Recentemente decidi reler todo o Novo Testamento. E tive uma percepção
bem interessante. Se formos prestar atenção no foco das preocupações de Jesus e
dos apóstolos, se formos ao cerne do Sermão do Monte, das epístolas paulinas,
das gerais e dos livros de Atos e Apocalipse, veremos que a esmagadora maioria
dos problemas apontados, os grandes desmandos, as orientações, as pregações e
palestras eram quase que em sua totalidade voltadas para questões pessoais.
Raramente vemos exortações contra grupos ou instituições. É a alma humana que
está em debate na maior parte do Novo Testamento. Evidentemente, à luz da
pessoa de Cristo e da glória do Pai.
Jesus diz uma única vez que um enfermo foi curado para a glória de Deus. Se formos ver os outros milagres de Cristo perceberemos que estavam ligados a um aspecto da personalidade do Senhor: compaixão. Jesus perdoa pecadores. Jesus sara os que clamam a Ele em lágrimas. Jesus ensina sobre o Reino sempre em relação ao aspecto humano e individual. Jesus está o tempo todo preocupado com pessoas. Que têm nome, cheiro, dores, depressões, noites insones, desesperança, falta de paz. Mesmo quando fala dos publicanos e fariseus Ele não está criticando o grupo como um todo ou questionando sua existência, mas sim atacando aspectos falhos do coração daqueles homens, como a hipocrisia e a ganância. Tanto que chama Paulo, um fariseu, não para abandonar o farisaísmo, mas para se converter de seus caminhos pessoais equivocados.

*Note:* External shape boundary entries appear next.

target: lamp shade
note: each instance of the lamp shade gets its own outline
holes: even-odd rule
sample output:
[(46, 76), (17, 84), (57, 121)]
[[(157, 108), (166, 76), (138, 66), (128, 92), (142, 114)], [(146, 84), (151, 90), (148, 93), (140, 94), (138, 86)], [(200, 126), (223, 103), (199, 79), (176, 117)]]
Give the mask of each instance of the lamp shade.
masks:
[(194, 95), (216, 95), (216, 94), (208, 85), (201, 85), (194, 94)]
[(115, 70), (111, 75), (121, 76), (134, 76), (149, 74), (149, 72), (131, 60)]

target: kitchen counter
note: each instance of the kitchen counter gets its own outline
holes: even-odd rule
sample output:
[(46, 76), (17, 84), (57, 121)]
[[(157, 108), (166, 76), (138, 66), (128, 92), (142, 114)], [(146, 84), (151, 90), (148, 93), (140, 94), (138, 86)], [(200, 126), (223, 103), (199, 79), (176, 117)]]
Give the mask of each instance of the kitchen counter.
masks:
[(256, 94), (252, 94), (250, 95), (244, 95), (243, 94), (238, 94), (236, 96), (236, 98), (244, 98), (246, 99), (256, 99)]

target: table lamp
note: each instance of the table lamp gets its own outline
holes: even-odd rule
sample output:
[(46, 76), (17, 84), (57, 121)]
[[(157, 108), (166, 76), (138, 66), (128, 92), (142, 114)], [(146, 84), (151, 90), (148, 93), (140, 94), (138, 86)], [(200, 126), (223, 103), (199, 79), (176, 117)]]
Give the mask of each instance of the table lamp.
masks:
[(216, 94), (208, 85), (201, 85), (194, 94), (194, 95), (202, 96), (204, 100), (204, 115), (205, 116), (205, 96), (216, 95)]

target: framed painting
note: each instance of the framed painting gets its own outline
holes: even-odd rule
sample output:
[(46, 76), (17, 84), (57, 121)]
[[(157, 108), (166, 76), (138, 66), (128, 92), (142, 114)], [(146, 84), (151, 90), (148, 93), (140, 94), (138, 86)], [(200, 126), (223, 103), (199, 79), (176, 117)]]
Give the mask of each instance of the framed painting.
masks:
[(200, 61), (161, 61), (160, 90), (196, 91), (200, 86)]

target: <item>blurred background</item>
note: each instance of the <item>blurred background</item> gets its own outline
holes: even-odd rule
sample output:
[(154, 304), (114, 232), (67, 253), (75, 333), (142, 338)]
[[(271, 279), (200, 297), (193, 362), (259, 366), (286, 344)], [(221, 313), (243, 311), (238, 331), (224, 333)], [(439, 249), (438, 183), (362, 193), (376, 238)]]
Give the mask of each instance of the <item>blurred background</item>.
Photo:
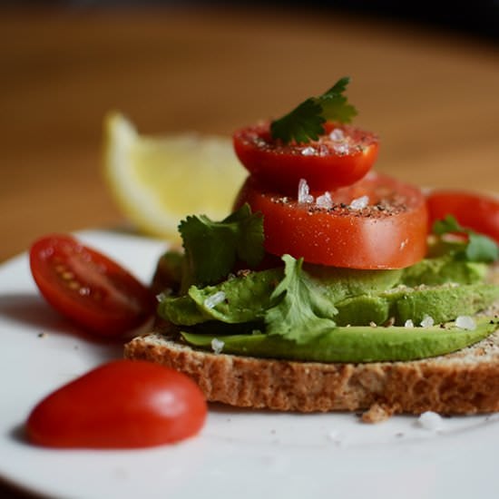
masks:
[(0, 3), (0, 260), (46, 232), (122, 221), (103, 119), (230, 135), (350, 75), (377, 168), (499, 191), (499, 4)]

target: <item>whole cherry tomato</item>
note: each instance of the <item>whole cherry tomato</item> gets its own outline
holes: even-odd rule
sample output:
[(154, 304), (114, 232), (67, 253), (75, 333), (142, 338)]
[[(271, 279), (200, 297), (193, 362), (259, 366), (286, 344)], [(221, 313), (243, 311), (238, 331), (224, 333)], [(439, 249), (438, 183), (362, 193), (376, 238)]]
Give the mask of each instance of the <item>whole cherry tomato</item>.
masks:
[(329, 191), (360, 180), (376, 161), (378, 140), (350, 125), (327, 122), (325, 133), (308, 143), (283, 143), (265, 122), (233, 134), (240, 161), (261, 184), (295, 195), (300, 179), (310, 189)]
[(265, 249), (274, 255), (351, 269), (399, 269), (425, 257), (427, 212), (416, 187), (370, 173), (322, 200), (309, 196), (282, 196), (250, 177), (236, 207), (248, 202), (263, 214)]
[(155, 310), (152, 292), (102, 253), (66, 235), (38, 240), (30, 250), (33, 278), (61, 314), (100, 336), (121, 335)]
[(186, 375), (142, 360), (101, 366), (42, 400), (27, 438), (59, 448), (133, 448), (196, 435), (207, 406)]

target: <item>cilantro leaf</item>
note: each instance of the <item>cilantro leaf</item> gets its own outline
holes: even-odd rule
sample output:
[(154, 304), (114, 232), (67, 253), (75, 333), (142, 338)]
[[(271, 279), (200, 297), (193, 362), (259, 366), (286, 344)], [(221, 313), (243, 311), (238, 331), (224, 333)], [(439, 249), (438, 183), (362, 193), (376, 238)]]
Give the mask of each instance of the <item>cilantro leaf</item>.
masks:
[(241, 259), (250, 267), (263, 258), (263, 218), (245, 204), (221, 221), (190, 216), (179, 225), (185, 250), (182, 289), (213, 284)]
[(282, 118), (274, 120), (270, 123), (272, 137), (284, 143), (307, 143), (324, 133), (324, 123), (328, 120), (350, 122), (357, 110), (343, 95), (349, 82), (348, 77), (340, 78), (322, 95), (309, 97)]
[(445, 234), (465, 234), (468, 241), (465, 244), (460, 256), (468, 261), (482, 261), (491, 263), (499, 259), (499, 247), (491, 238), (479, 234), (471, 229), (463, 227), (455, 217), (447, 215), (445, 219), (435, 220), (433, 232), (437, 236)]
[(284, 255), (282, 259), (284, 278), (270, 297), (277, 304), (265, 314), (266, 331), (269, 336), (307, 343), (335, 328), (332, 318), (338, 310), (302, 271), (303, 259)]

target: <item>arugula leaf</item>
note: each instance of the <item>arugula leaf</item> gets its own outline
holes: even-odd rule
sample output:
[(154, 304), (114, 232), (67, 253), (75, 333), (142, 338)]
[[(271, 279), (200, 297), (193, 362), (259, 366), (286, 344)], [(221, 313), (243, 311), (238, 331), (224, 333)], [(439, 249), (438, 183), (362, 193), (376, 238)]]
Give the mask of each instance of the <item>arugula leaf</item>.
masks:
[(298, 344), (307, 343), (335, 328), (338, 310), (302, 271), (303, 259), (284, 255), (284, 278), (270, 296), (277, 304), (265, 314), (266, 332)]
[(183, 290), (191, 284), (214, 284), (241, 259), (250, 267), (263, 258), (263, 217), (248, 204), (221, 221), (190, 216), (179, 225), (185, 250)]
[(468, 261), (491, 263), (499, 259), (499, 247), (494, 240), (463, 227), (452, 215), (435, 220), (433, 225), (433, 232), (437, 236), (449, 233), (467, 235), (468, 241), (464, 245), (464, 250), (460, 252), (460, 255)]
[(284, 143), (291, 141), (307, 143), (317, 141), (324, 133), (324, 123), (328, 120), (350, 122), (357, 110), (343, 95), (349, 82), (347, 76), (340, 78), (322, 95), (309, 97), (282, 118), (274, 120), (270, 123), (272, 137)]

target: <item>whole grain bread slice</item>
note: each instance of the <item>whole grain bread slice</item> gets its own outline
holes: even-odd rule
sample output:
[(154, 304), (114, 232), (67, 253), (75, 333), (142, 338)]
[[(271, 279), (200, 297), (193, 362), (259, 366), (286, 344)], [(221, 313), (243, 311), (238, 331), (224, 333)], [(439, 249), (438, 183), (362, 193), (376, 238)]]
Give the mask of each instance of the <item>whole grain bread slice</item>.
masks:
[(198, 350), (167, 329), (135, 338), (128, 358), (181, 371), (210, 401), (278, 411), (362, 411), (376, 422), (396, 413), (499, 411), (499, 331), (445, 356), (366, 364), (263, 359)]

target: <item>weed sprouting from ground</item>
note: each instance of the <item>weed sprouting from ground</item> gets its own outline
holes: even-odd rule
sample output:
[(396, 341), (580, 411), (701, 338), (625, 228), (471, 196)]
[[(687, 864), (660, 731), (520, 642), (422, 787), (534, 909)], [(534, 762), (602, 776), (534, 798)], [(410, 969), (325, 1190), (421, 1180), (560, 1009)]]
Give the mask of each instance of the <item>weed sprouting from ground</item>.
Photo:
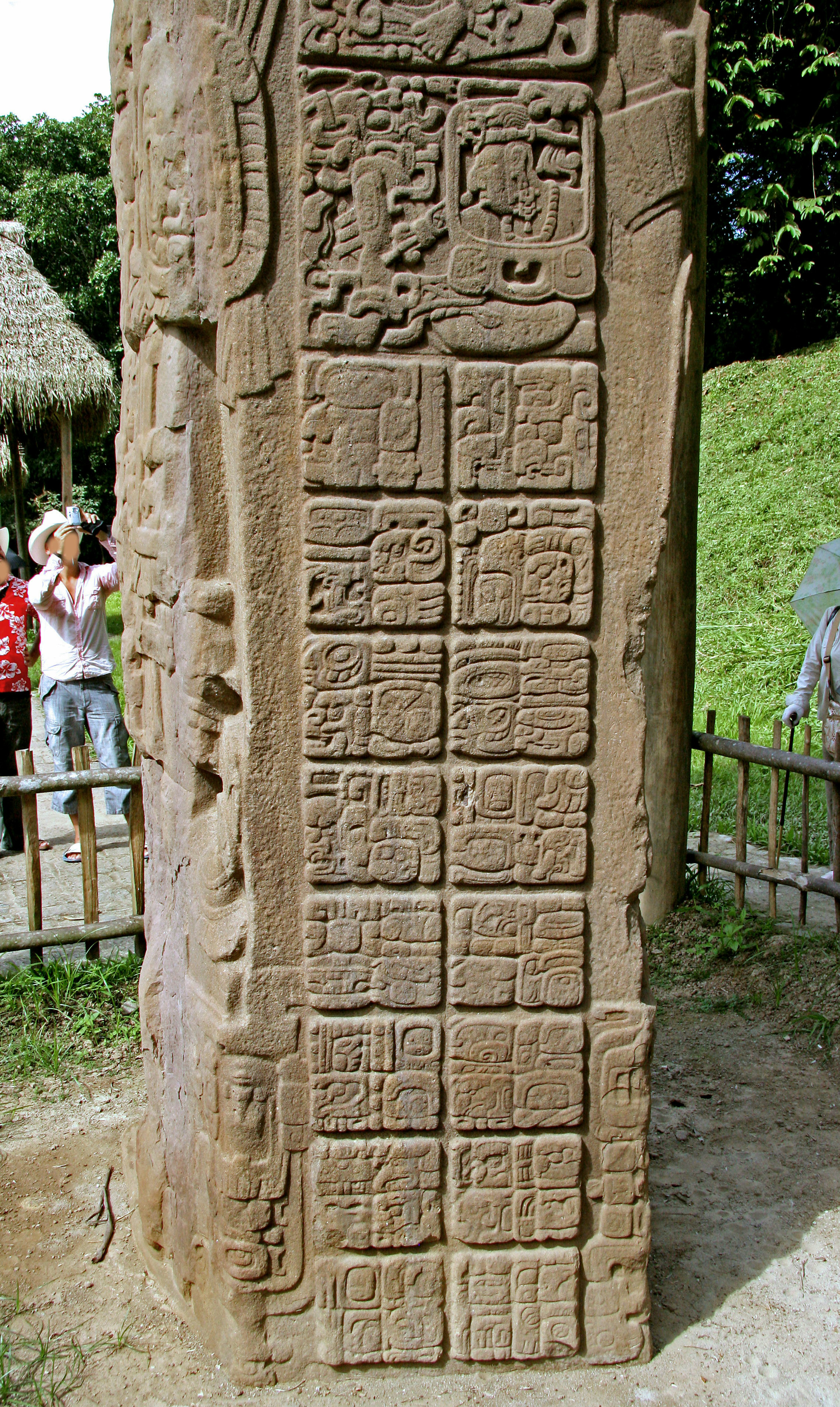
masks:
[[(773, 719), (796, 680), (809, 640), (789, 601), (813, 550), (840, 522), (840, 339), (791, 356), (715, 367), (704, 377), (697, 540), (694, 726), (718, 712), (716, 732), (770, 744)], [(820, 732), (812, 709), (812, 751)], [(784, 734), (787, 749), (789, 733)], [(802, 749), (802, 727), (795, 750)], [(693, 756), (691, 829), (700, 825), (704, 758)], [(712, 830), (735, 832), (737, 764), (715, 757)], [(750, 771), (747, 836), (767, 847), (770, 772)], [(782, 853), (802, 844), (802, 779), (791, 777)], [(826, 792), (811, 782), (809, 855), (829, 864)]]
[(20, 1301), (0, 1294), (0, 1403), (3, 1407), (60, 1407), (81, 1386), (93, 1354), (132, 1348), (128, 1325), (114, 1338), (80, 1344), (76, 1334), (53, 1332)]
[(0, 976), (0, 1074), (60, 1078), (103, 1047), (136, 1051), (139, 969), (139, 960), (126, 954), (93, 962), (58, 958)]
[(840, 1037), (840, 951), (832, 933), (799, 929), (744, 908), (709, 875), (691, 871), (685, 898), (648, 929), (650, 981), (660, 1010), (671, 1000), (698, 1012), (764, 1013), (827, 1059)]
[(822, 1050), (826, 1059), (829, 1059), (832, 1054), (834, 1031), (839, 1024), (839, 1017), (823, 1016), (822, 1012), (803, 1012), (802, 1016), (795, 1016), (791, 1021), (791, 1027), (795, 1031), (802, 1031), (802, 1034), (808, 1037), (808, 1044), (811, 1047), (816, 1045), (818, 1050)]

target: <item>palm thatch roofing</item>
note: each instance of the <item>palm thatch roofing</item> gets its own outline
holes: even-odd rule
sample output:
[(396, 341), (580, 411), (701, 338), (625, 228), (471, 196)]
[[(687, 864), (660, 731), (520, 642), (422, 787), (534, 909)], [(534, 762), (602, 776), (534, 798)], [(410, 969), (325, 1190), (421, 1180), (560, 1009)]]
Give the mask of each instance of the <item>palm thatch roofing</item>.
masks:
[(0, 221), (0, 432), (101, 433), (117, 400), (114, 371), (38, 273), (17, 221)]
[[(18, 450), (21, 456), (21, 469), (24, 471), (24, 478), (27, 477), (27, 456), (22, 449)], [(0, 484), (8, 484), (11, 478), (11, 450), (8, 447), (8, 440), (6, 435), (0, 435)]]

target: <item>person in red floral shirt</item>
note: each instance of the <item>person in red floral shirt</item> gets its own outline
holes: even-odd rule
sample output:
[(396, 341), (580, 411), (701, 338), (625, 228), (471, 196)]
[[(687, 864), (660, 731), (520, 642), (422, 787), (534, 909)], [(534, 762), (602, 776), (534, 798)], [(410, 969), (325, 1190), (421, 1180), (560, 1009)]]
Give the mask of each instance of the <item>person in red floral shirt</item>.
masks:
[[(27, 582), (13, 575), (6, 560), (8, 528), (0, 528), (0, 777), (17, 772), (15, 749), (32, 740), (32, 695), (29, 664), (38, 646), (27, 644), (27, 629), (38, 626), (29, 605)], [(3, 840), (0, 855), (24, 848), (24, 820), (20, 796), (3, 798)]]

Não vemos Jesus investir seu tempo criticando o governo romano, a
organização do templo ou as sinagogas. Pelo contrário, manda pagar o tributo
aos dominadores, vai às sinagogas e segue religiosamente a liturgia de culto
praticada nas mesmas, não discute sobre a legitimidade do partido fariseu
contra o saduceu (ou vice-versa) ou levanta bandeiras contra os essênios.
Sempre vemos Jesus falar sobre questões concernentes ao indivíduo. Ele quer
ensinar pessoas, se preocupa em alimentá-las, se condói do enfermo, tem
misericórdia do possesso, deseja que João, Maria, Antônio, Beto e Sheila sejam
alcançados pelas boas novas, perdoados e salvos. Ele não quer salvar um grupo
impessoal. Quer dar vida a almas.
O mesmo vemos nas motivações de Paulo. Repare que em suas epístolas ele
se preocupa não em saudar ou enviar saudações dos “adeptos da Missão Integral”,
dos “ortodoxos”, os “membros da igreja emergente”, os “irmãozinhos
pentecostais” ou “os que congregam nas igrejas históricas”. Ele saúda pelo
nome. Menciona Estéfanas, Fortunato, Acaio, Tíquico, Onésimo, Aristarco,
Marcos, Epafra, Lucas, Ninfa, Prisca, Áquila, Onesíforo, Erasto, Trófimo,
Êubulo, Prudente, Lino, Cláudia e tantos outros. Do mesmo modo, não critica
grupos organizados ou escolas de pensamento nefastas, mas dirige suas tristezas
a pessoas como Demas e Alexandre, o latoeiro. Nomes. Gente. Almas.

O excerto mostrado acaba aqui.